Hsu-Tang leads New-York Historical Society's capital project to build a 70,000 square foot annex designed by Robert A. M. Stern Architects, with one floor dedicated to collaborative efforts with the American LGBTQ+ Museum and state-of-the art classrooms for N-YHS's Tang Academy for American Democracy. She also developed and supports the New-York Historical Society–CUNY Museum Studies program. The Tang Academy for American Democracy, a program that teaches democracy to fifth and sixth grade students in New York City public schools, is among the many projects that Hsu-Tang has supported at the New-York Historical Society.

Hsu-Tang was a managing director on the board of the Metropolitan Opera from 2014 to July 2021 and is known to support new works and contemporary productions such as Exterminating Angel, L'amour de loin, and Akhanaten. In October 2021, Hsu-Tang became chair of the New-York Historical Society board of trustees.

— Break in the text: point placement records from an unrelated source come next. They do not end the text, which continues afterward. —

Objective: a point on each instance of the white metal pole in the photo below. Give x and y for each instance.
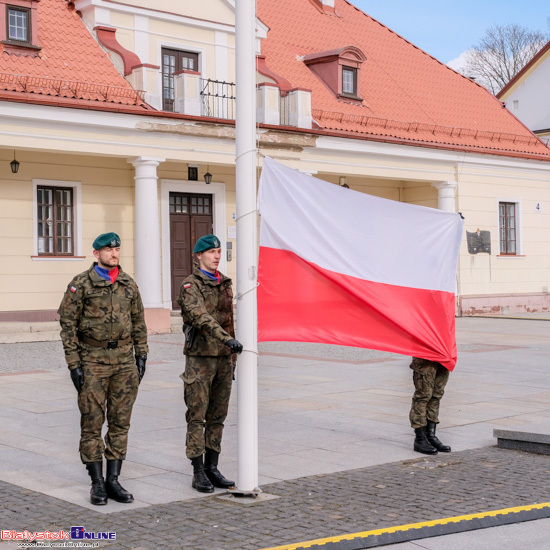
(247, 369)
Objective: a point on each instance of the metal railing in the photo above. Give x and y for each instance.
(284, 110)
(217, 98)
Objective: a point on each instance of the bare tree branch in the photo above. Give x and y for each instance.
(501, 53)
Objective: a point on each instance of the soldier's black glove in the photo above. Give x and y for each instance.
(235, 346)
(77, 376)
(140, 363)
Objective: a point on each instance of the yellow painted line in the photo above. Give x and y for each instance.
(443, 521)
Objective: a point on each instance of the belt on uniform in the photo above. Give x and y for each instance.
(106, 344)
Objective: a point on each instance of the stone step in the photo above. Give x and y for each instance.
(530, 437)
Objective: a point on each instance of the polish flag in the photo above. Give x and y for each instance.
(341, 267)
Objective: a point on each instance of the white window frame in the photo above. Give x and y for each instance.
(519, 225)
(201, 52)
(27, 19)
(219, 206)
(76, 186)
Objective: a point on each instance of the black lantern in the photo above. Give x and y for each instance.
(207, 177)
(14, 165)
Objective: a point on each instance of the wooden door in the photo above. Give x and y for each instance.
(190, 219)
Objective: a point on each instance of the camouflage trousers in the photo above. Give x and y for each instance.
(430, 379)
(206, 391)
(110, 389)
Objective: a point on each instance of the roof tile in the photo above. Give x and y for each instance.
(400, 83)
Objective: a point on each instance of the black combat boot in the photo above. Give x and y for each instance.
(212, 472)
(114, 489)
(98, 494)
(433, 440)
(421, 444)
(200, 482)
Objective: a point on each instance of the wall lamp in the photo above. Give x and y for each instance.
(14, 165)
(208, 176)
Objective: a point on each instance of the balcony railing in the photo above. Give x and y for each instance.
(217, 98)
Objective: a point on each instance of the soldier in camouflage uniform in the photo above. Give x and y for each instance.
(430, 379)
(206, 301)
(102, 325)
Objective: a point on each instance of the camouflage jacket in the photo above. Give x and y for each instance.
(99, 309)
(207, 306)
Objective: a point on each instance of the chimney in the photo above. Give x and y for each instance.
(325, 5)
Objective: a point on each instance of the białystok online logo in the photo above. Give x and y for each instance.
(80, 533)
(77, 533)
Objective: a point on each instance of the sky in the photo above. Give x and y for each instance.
(447, 28)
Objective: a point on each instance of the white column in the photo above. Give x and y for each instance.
(446, 194)
(147, 246)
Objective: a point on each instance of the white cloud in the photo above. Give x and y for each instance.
(459, 62)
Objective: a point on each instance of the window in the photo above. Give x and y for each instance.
(18, 21)
(349, 81)
(174, 61)
(508, 228)
(340, 71)
(54, 217)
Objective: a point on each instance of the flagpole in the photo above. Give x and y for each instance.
(247, 367)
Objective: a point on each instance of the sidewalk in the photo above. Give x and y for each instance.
(335, 446)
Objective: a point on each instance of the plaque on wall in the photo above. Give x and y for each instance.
(479, 241)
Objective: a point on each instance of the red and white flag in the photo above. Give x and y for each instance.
(341, 267)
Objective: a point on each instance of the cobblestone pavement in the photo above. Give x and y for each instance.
(307, 508)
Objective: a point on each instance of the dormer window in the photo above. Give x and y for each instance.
(19, 24)
(349, 81)
(339, 70)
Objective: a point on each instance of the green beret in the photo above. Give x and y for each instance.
(111, 240)
(206, 243)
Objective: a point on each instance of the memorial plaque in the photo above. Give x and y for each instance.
(479, 241)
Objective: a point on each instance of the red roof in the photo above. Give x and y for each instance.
(408, 96)
(71, 64)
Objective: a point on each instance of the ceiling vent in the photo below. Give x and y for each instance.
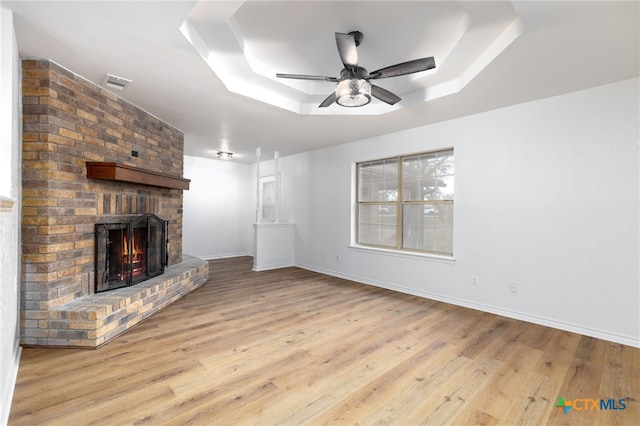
(115, 82)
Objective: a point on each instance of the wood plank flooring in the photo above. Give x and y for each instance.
(294, 347)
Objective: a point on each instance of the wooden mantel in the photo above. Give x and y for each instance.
(123, 173)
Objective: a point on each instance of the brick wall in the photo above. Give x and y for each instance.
(68, 121)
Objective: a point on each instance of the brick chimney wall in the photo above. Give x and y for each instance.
(68, 121)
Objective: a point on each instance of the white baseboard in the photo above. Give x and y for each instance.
(9, 385)
(560, 325)
(272, 266)
(223, 256)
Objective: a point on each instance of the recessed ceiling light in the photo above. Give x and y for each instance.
(115, 82)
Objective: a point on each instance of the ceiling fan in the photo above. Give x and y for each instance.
(353, 88)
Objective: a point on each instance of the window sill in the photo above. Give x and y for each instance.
(404, 254)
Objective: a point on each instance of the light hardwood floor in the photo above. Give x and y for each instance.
(295, 347)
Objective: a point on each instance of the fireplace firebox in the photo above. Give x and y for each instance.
(128, 253)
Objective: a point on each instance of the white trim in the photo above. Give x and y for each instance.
(272, 266)
(223, 256)
(560, 325)
(406, 254)
(9, 386)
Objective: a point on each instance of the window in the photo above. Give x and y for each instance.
(406, 203)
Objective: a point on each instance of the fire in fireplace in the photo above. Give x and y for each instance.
(130, 252)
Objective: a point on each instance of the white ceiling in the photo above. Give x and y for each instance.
(208, 67)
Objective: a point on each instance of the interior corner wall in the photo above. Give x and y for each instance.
(10, 151)
(547, 196)
(218, 208)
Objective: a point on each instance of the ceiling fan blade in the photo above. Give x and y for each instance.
(307, 77)
(329, 100)
(347, 50)
(404, 68)
(384, 95)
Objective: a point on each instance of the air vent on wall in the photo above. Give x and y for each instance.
(115, 82)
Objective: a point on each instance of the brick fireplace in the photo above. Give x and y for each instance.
(69, 122)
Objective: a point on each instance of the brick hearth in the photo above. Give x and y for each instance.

In 2018, Hsu-Tang and her husband Oscar Tang were listed among Town and Country's 50 most influential American families in media, art, and culture.

During the COVID pandemic, she co-founded The Yellow Whistle campaign to combat anti-Asian violence and historical discrimination against Americans of Asian descent. The campaign distributed 500,000 free customized yellow whistles emblazoned with the slogan "WE BELONG" at rallies and through a national alliance of activist organizations and has received extensive national press coverage to raise awareness.

In December 2021, Hsu-Tang and her husband donated $125 million towards renovations at the Metropolitan Museum of Art.

On March 15, 2023, Hsu-Tang received The Met Museum's Women Leaders Award, with New York Governor Kathy Hochul, Congresswoman Nydia Valesquez, and curator Jasmine Wahi. Hsu-Tang received the Statue of Liberty Ellis Island Award on May 25, 2023, at the historical great hall on Ellis Island, with Grammy-winning American record executive Clive Davis and Liberty Mutual's CEO and Chairman David H. Long.

== Personal life ==
Hsu married philanthropist and financier Oscar Tang in a private ceremony at the 17th-century Historic Christ Church with celebrations at the Tides Inn Resort in Lancaster County, Virginia on May 18, 2013.